During the process of software development, it is necessary to take into account the interests of several groups of participants: business customers, designers, testers, and developers. One specific feature of mobile business applications is their low complexity in comparison to corporate backend-services. They entail a minimum of business logic (it's all on the server), and almost always have a static and relatively simple interface.
From our experience, most mobile development teams face the following problems during the long-term development of a project:
The absence or non-observance of architectural patterns, which leads to a chaotic arrangement of files in the structure of the solution. Also, unnecessary connections between classes and subsystems are created. All this complicates and slows the development of the product, as it takes a lot of time to unravel the "noodles."
The difficulty when working with project documentation is that it takes a lot of reading to create the full picture; the details can still fall out of your head.
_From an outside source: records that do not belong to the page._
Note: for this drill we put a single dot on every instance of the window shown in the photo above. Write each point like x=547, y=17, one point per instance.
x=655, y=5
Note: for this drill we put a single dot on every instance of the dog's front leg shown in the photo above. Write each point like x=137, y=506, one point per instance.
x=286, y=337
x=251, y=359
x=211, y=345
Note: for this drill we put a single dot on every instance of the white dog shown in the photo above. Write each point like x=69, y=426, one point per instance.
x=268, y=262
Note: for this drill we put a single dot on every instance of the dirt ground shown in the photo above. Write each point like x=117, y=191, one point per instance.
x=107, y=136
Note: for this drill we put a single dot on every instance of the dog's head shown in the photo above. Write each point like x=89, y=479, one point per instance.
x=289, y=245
The lack of a single documentation (except for Requirements and Backlog) for the whole team, which would be pretty compact and accessible, while at the same time making it easier to find a common language. "Documentation separately, code separately" - names from the documentation used in the code rarely, which complicates its development and progress.
In our guide we will describe a step-by-step process of preparing technical documentation that will allow you to create a "skeleton" for the project based on the user interface. We will also focus on the necessary minimum of electronic documents on which the team members can rely in the future.
Questions that we will try to answer in this guide:
How to expand the project documentation so that it is easier for the developer to prepare the project structure by himself or herself?
How to organize team interaction on the basis of a single technical documentation?
How to use the technical documentation as a checklist?
Our guide is aimed at a wide range of mobile application developers and software engineers. In general, the described approach, with small modifications, can be applied for software design of any classes of applications with a user interface: web, desktop and embedded. However, it can be redundant for small projects (less than 10 screens), as it was created for large applications (from 40 screens).
We really hope that the approach described in the guide will allow you and your colleagues to speed up the release of quality products due to more efficient work with documentation.